In a recent post I explained how a relational database could be backed by a key-value store by virtue of B-Trees. This sounded great in theory, but I wanted to see that it actually works. And so last night I wrote a commit to Thredis, which does exactly that.

If you’re not familiar with Thredis - it’s something I hacked together last Christmas. Thredis started out as threaded Redis, but eventually evolved into SQLite + Redis. Thredis uses a separate file to save SQLite data. But with this patch it’s no longer necessary - a SQLite DB is entirely stored in a Redis Hash object.

A very neat side-effect of this little hack is that it lets a SQLite database be automatically replicated using Redis replication.

I was able to code this fairly easily because SQLite provides a very nice way of implementing a custom Virtual File System (VFS).

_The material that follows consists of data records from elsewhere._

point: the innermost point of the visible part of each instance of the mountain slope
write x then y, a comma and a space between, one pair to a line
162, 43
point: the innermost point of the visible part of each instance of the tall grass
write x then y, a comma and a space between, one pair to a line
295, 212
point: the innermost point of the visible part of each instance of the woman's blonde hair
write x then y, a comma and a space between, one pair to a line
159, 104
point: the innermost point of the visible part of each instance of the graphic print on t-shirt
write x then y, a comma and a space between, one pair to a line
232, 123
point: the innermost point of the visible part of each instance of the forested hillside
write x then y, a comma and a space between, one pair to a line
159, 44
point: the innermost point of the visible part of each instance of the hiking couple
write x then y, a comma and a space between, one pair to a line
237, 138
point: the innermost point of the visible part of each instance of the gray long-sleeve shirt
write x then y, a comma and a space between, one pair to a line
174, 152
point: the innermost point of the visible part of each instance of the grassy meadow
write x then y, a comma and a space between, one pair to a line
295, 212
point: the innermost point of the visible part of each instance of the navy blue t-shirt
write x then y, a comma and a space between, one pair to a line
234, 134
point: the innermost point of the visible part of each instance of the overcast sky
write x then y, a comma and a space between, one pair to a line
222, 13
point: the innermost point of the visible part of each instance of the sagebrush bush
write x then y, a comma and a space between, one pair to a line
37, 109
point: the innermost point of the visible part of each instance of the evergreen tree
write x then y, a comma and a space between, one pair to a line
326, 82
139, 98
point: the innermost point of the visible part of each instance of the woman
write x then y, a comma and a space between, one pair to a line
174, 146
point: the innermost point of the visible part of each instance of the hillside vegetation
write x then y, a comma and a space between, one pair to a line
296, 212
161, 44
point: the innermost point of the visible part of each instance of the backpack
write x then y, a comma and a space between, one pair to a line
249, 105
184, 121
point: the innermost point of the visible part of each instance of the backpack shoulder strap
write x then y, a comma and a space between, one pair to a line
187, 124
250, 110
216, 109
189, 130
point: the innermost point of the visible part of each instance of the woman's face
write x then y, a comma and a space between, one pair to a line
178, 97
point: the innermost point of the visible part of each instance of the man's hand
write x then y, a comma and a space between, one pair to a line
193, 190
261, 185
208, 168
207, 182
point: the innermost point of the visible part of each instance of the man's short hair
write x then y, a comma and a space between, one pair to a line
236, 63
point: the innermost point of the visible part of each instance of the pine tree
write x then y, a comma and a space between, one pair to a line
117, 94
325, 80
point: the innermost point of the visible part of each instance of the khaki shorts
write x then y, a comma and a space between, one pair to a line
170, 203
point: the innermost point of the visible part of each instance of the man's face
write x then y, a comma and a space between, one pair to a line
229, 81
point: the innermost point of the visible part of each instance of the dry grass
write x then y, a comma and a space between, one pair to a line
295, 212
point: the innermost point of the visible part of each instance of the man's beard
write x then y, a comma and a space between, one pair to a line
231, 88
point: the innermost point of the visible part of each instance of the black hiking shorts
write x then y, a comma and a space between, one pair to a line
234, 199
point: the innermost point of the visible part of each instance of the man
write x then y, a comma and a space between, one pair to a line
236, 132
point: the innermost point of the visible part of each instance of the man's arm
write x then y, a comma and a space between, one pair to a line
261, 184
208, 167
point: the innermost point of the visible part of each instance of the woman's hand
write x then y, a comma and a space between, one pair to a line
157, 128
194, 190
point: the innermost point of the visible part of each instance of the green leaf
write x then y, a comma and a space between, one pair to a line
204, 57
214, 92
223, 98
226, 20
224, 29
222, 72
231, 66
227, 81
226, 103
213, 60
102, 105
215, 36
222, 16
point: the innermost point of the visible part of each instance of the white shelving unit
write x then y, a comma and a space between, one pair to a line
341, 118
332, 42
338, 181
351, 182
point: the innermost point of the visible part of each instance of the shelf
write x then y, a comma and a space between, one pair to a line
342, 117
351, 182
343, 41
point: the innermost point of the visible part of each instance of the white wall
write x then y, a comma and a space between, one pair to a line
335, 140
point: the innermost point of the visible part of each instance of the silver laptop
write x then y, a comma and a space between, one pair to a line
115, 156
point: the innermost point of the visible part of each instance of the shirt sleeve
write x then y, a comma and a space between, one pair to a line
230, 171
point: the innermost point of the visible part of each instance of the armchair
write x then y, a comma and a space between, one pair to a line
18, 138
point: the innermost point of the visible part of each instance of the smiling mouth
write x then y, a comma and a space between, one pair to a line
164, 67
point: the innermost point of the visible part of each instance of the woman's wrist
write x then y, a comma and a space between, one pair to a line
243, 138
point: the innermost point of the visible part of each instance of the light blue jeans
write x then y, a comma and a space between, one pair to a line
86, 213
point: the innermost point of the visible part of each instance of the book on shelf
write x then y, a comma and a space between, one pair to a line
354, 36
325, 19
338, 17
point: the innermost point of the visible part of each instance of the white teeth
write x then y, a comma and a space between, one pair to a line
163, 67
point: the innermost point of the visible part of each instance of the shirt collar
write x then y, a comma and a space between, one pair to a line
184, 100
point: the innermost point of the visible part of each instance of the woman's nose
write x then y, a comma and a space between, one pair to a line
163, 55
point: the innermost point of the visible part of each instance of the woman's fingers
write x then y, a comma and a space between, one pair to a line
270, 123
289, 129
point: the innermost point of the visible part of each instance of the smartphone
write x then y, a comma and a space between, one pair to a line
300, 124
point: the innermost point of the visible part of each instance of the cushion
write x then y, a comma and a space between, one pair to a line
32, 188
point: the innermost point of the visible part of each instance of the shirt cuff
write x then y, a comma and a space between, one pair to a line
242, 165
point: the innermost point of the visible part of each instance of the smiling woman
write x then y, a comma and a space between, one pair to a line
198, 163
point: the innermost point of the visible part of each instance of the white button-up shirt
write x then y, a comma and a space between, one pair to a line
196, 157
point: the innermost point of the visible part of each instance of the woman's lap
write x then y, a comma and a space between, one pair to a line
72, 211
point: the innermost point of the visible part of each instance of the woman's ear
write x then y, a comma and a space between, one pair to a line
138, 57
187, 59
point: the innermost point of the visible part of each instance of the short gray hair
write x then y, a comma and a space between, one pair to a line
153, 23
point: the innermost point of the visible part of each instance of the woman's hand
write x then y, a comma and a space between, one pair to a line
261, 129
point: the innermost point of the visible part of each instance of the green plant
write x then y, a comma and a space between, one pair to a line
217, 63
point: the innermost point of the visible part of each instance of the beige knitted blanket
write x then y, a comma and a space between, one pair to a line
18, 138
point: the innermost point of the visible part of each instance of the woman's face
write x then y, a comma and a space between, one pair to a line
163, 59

Granted this is only proof-of-concept and not anything you should dare use anywhere near production, it’s enough to get a little taste, so let’s start an empty Thredis instance and create a SQL table:

$ redis-cli
redis 127.0.0.1:6379> sql "create table test (a int, b text)"
(integer) 0
redis 127.0.0.1:6379> sql "insert into test values (1, 'hello')"
(integer) 1
redis 127.0.0.1:6379> sql "select * from test"
1) 1) 1) "a"
      2) "int"
   2) 1) "b"
      2) "text"
2) 1) (integer) 1
   2) "hello"
redis 127.0.0.1:6379>

Now let’s start a slave on a different port and fire up another redis-client to connect to it. (This means slaveof is set to localhost:6379 and slave-read-only is set to false, I won’t bore you with a paste of the config here).

$ redis-cli -p 6380
redis 127.0.0.1:6380> sql "select * from test"
1) 1) 1) "a"
      2) "int"
   2) 1) "b"
      2) "text"
2) 1) (integer) 1
   2) "hello"
redis 127.0.0.1:6380>

Here you go - the DB’s replicated!

You can also see what SQLite data looks like in Redis (not terribly exciting):

redis 127.0.0.1:6379> hlen _sql:redis_db
(integer) 2
redis 127.0.0.1:6379> hget _sql:redis_db 0
"SQLite format 3\x00 \x00\x01\x01\x00@  \x00\x00\x00\x02\x00\x00\x00\x02\x00\x00 ...

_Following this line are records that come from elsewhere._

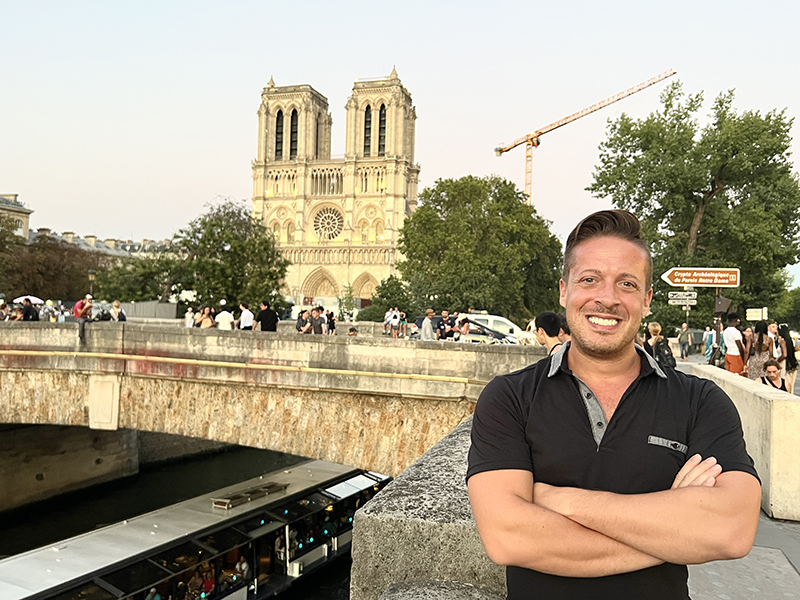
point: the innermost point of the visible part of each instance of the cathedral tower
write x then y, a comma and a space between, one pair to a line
336, 220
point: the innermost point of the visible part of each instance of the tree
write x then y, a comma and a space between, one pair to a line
50, 269
720, 195
390, 293
475, 243
223, 254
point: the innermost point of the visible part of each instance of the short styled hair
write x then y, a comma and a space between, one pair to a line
616, 223
549, 322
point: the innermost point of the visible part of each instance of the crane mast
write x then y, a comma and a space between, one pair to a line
531, 140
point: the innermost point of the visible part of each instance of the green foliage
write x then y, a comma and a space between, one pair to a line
723, 195
223, 254
49, 269
139, 279
346, 303
475, 243
371, 313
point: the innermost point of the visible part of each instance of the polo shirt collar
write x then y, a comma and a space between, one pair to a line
557, 361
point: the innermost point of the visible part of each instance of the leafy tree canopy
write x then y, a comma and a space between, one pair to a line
475, 243
223, 254
719, 195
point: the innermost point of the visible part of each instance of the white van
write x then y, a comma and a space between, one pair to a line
502, 325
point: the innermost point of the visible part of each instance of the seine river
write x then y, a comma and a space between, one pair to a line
156, 486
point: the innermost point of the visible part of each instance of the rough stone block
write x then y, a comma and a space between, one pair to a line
420, 527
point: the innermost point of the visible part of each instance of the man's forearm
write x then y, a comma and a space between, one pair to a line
687, 525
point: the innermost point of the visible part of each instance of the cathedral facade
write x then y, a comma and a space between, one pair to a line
337, 220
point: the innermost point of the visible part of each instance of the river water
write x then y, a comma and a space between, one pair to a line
157, 486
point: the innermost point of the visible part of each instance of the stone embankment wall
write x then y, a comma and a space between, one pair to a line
417, 539
375, 403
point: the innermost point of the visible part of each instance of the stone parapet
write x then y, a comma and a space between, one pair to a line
421, 529
771, 423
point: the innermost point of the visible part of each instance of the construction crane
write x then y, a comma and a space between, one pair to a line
531, 140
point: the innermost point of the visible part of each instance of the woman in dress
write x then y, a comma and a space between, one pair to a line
791, 357
759, 350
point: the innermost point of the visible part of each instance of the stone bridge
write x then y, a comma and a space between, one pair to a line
374, 403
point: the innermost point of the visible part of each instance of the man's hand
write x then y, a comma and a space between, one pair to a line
697, 471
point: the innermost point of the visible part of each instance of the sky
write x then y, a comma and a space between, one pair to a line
124, 119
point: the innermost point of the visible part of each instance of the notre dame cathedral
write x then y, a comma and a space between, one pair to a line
336, 219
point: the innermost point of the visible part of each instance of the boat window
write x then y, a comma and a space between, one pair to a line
181, 558
90, 591
224, 540
138, 576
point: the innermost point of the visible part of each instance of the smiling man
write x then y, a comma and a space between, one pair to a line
596, 473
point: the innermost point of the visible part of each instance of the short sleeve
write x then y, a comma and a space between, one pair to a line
717, 431
498, 431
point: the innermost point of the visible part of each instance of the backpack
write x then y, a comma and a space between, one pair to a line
663, 354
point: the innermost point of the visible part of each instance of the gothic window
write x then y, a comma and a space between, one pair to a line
368, 131
328, 223
382, 131
279, 136
316, 137
293, 136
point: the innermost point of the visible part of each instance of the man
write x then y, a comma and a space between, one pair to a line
734, 346
593, 473
444, 328
246, 319
684, 338
29, 313
778, 346
426, 331
548, 327
224, 319
316, 323
267, 318
82, 311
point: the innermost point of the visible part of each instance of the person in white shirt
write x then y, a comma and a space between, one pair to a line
224, 319
247, 319
734, 347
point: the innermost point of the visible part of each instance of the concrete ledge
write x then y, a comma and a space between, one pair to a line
771, 424
421, 528
437, 590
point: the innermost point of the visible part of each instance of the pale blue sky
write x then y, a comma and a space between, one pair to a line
123, 119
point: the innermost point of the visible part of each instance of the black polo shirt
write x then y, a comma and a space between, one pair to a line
544, 420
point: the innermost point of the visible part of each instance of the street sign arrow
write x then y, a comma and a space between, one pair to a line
702, 277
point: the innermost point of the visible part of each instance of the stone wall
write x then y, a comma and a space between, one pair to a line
37, 463
375, 403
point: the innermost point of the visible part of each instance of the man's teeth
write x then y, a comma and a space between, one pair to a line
603, 322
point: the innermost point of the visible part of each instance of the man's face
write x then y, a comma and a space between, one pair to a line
606, 296
773, 373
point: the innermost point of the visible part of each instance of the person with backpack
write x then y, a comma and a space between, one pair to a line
658, 346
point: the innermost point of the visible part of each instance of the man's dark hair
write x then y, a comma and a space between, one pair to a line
608, 223
548, 321
562, 319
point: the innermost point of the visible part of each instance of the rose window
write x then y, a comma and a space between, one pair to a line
328, 223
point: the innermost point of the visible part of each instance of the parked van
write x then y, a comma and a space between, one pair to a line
503, 325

Another potential benefit to this approach is that with not too much more tinkering the database could be backed by Redis Cluster, which would give you a fully-functional horizontally-scalable clustered in-memory SQL database. Of course, only the store would be distributed, not the query processing. So this would be no match to Impala and the like which can process queries in a distributed fasion, but still, it’s pretty cool for some 300 lines of code, n’est-ce pas?